Let’s assume the digit at unit’s place as x and ten’s place as y. Thus from the question, the number needed to be found is 10y + x.

From the question it’s told as, the two digits of the number are differing by 2. Thus, we can write

x – y = ±2………….. (i)

Now after reversing the order of the digits, the number becomes 10x + y.
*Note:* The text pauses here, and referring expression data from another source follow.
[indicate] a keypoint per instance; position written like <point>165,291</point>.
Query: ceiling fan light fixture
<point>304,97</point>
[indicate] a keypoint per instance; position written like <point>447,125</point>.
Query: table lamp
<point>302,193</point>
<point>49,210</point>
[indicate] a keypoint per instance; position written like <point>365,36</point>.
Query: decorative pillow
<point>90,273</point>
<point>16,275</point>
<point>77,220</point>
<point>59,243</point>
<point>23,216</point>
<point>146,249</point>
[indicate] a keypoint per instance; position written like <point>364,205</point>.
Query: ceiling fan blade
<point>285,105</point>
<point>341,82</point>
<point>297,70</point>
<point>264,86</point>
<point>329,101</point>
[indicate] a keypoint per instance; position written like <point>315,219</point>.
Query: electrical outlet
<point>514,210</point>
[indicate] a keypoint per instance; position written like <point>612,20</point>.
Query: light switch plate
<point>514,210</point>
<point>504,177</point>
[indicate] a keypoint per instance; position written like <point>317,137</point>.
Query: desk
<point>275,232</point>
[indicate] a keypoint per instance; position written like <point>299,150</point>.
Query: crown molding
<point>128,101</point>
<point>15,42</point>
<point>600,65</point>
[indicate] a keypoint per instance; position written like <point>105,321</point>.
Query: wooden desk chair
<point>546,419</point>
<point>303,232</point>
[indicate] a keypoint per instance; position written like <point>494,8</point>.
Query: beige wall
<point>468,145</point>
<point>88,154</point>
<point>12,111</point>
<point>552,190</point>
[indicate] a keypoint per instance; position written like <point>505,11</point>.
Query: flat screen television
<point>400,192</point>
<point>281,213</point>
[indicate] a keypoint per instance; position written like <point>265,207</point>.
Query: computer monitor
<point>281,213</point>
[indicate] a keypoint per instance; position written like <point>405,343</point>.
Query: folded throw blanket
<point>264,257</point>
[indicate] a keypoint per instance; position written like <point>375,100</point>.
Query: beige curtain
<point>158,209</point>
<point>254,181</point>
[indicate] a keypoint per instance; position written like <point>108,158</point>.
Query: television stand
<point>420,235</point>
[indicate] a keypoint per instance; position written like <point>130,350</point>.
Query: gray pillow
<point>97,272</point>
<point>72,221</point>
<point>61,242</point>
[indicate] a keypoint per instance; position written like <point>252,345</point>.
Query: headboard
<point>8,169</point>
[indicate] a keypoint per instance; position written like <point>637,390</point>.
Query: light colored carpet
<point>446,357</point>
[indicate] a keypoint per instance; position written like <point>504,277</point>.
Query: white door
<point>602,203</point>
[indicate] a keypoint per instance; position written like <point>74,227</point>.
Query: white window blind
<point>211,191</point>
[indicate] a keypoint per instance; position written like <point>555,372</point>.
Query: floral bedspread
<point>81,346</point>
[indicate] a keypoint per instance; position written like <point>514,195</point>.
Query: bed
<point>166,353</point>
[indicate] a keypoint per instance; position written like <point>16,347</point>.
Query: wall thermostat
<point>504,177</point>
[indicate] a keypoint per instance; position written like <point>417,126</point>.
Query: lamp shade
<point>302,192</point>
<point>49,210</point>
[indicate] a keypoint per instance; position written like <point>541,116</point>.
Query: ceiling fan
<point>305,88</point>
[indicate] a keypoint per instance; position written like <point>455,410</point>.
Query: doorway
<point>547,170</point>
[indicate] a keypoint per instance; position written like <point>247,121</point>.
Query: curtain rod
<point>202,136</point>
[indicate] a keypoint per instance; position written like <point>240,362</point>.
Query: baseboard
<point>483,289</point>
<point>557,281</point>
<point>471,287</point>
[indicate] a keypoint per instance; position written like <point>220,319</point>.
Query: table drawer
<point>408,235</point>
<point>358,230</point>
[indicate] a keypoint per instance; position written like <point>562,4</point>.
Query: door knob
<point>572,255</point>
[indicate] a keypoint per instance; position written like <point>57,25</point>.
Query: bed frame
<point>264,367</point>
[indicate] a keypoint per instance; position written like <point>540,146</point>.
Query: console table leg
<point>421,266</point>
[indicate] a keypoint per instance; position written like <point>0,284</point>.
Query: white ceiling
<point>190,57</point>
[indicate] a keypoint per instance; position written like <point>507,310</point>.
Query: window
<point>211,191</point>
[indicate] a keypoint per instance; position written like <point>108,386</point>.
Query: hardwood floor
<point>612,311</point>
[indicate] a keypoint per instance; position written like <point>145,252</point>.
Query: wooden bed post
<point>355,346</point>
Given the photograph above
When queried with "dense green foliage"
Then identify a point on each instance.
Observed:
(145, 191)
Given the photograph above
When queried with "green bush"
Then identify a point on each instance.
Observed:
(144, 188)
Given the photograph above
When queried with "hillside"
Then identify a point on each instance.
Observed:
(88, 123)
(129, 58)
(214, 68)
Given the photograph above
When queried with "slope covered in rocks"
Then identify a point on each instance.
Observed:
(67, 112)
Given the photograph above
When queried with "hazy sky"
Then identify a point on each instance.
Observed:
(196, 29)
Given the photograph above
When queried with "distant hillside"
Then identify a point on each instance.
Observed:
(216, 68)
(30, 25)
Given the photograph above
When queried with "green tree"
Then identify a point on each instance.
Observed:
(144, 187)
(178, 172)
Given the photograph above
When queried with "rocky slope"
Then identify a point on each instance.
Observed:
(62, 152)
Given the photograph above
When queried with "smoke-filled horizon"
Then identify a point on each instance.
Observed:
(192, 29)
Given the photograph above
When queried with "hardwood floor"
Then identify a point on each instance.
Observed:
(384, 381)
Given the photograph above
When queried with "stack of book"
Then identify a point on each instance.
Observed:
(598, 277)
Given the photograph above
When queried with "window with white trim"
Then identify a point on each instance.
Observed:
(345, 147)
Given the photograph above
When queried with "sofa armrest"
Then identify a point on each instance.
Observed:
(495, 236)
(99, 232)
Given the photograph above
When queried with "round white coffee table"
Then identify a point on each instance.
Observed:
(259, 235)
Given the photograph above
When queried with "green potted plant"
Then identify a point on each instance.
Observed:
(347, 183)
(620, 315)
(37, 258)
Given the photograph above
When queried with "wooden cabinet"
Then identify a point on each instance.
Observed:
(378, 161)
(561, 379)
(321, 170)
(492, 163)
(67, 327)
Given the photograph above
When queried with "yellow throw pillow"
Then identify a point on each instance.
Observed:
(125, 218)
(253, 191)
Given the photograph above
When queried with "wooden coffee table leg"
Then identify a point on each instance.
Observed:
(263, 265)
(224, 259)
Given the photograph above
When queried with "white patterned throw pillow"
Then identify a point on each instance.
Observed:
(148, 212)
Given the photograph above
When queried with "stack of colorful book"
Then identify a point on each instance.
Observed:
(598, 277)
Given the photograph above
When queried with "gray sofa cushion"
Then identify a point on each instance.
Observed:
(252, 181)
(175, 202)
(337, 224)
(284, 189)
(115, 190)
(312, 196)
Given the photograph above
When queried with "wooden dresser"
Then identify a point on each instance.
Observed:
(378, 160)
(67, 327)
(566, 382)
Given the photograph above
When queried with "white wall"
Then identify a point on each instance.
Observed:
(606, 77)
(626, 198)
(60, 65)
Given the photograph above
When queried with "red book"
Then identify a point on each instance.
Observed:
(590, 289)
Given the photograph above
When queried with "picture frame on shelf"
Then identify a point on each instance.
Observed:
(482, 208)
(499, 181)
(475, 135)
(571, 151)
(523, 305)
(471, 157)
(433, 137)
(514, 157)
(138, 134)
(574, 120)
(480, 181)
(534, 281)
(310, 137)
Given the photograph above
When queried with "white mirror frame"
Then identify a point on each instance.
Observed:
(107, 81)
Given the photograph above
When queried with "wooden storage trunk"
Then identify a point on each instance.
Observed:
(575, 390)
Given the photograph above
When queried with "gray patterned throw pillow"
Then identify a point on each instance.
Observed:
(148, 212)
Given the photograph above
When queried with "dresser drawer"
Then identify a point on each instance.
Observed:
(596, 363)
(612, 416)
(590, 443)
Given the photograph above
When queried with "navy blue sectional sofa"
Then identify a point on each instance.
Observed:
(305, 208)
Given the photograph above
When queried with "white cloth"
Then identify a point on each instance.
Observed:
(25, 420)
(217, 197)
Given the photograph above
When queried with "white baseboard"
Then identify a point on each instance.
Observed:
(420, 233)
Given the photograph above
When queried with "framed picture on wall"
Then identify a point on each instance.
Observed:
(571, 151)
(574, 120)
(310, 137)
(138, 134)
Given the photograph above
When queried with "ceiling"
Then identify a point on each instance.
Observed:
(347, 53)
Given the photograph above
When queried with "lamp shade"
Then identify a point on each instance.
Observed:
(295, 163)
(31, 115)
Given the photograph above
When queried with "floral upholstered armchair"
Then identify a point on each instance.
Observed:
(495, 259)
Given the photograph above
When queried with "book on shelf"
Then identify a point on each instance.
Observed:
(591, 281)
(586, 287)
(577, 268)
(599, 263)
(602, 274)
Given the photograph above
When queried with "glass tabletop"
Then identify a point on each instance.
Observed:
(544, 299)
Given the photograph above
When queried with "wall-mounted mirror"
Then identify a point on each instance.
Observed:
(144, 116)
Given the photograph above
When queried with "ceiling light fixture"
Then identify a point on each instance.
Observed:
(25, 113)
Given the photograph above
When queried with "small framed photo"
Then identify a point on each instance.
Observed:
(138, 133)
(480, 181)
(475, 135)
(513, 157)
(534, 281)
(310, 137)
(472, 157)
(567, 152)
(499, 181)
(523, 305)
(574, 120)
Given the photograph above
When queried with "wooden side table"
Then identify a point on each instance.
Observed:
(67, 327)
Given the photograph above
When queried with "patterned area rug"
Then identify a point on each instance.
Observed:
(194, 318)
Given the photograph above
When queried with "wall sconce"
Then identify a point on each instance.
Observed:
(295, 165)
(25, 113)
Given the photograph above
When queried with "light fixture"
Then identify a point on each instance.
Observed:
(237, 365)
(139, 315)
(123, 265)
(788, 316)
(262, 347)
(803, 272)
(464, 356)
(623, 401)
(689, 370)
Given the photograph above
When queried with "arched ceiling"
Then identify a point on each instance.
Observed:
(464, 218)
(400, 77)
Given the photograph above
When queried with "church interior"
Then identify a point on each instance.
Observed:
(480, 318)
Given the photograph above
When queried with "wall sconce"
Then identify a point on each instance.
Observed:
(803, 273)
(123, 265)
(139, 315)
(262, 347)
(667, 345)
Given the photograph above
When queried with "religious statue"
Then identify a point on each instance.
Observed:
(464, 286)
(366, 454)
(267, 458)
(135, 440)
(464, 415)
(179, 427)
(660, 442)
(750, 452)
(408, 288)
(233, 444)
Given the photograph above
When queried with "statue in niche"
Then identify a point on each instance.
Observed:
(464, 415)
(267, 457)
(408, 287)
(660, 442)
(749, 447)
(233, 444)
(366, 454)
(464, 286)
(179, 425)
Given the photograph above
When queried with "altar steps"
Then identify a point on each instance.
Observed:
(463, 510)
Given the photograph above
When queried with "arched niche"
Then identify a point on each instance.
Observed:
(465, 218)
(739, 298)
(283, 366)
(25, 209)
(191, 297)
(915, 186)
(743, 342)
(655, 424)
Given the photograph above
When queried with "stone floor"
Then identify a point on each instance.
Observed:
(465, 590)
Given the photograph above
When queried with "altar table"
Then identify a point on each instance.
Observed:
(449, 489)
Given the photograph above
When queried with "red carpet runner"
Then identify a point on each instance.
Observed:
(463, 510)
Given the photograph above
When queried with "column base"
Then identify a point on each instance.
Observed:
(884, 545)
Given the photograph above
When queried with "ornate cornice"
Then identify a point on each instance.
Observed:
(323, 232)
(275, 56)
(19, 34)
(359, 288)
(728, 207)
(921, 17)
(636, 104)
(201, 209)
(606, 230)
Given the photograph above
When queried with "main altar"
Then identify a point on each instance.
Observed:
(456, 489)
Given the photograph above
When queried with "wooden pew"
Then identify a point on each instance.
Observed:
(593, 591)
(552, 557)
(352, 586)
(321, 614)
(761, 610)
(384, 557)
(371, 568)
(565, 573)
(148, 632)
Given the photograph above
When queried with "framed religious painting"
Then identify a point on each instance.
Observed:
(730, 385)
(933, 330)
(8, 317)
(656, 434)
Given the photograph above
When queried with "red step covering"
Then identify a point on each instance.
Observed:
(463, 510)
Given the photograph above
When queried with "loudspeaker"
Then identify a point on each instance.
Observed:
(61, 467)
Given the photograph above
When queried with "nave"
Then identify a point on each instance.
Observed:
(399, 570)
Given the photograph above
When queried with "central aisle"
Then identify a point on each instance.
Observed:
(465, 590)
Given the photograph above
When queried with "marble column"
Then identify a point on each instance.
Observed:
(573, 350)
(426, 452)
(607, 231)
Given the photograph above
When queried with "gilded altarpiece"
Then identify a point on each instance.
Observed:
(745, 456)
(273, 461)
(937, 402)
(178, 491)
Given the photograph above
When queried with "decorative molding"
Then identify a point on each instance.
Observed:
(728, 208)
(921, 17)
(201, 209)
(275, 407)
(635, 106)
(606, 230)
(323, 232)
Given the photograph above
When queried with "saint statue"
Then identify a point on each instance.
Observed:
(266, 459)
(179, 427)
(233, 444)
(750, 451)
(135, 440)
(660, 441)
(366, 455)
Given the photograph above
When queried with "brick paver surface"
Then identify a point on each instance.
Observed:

Again from the question it’s given that, the sum of the numbers obtained by reversing the digits and the original number is 66. Thus, this can be written as;

(10x+ y) + (10y+x) = 66

⇒ 10x + y + 10y + x = 66

⇒ 11x +11y = 66

⇒ 11(x + y) = 66

⇒ x + y = 66/11

⇒ x + y = 6………….. (ii)

Now, we have two sets of systems of simultaneous equations

x – y = 2 and x + y = 6

x – y = -2 and x + y = 6

Let’s first solve the first set of system of equations;

x – y = 2 …………. (iii)

x + y = 6 ………….. (iv)

On adding the equations (iii) and (iv), we get;

(x – y) + (x + y) = 2+6

⇒ x – y + x + y = 8

⇒ 2x =8

⇒ x = 8/2

⇒ x = 4

Putting the value of x in equation (iii), we get

4 – y = 2

⇒ y = 4 – 2

⇒ y = 2

Hence, the required number is 10 × 2 +4 = 24

Now, let’s solve the second set of system of equations,

x – y = -2 …………. (v)

x + y = 6 ………….. (vi)

On adding the equations (v) and (vi), we get

(x – y)+(x + y )= -2 + 6

⇒ x – y + x + y = 4

⇒ 2x = 4

⇒ x = 4/2

⇒ x = 2

Putting the value of x in equation 5, we get;

2 – y = -2

⇒ y = 2+2

⇒ y = 4

Hence, the required number is 10×4+ 2 = 42

Therefore, there are two such possible numbers i.e, 24 and 42.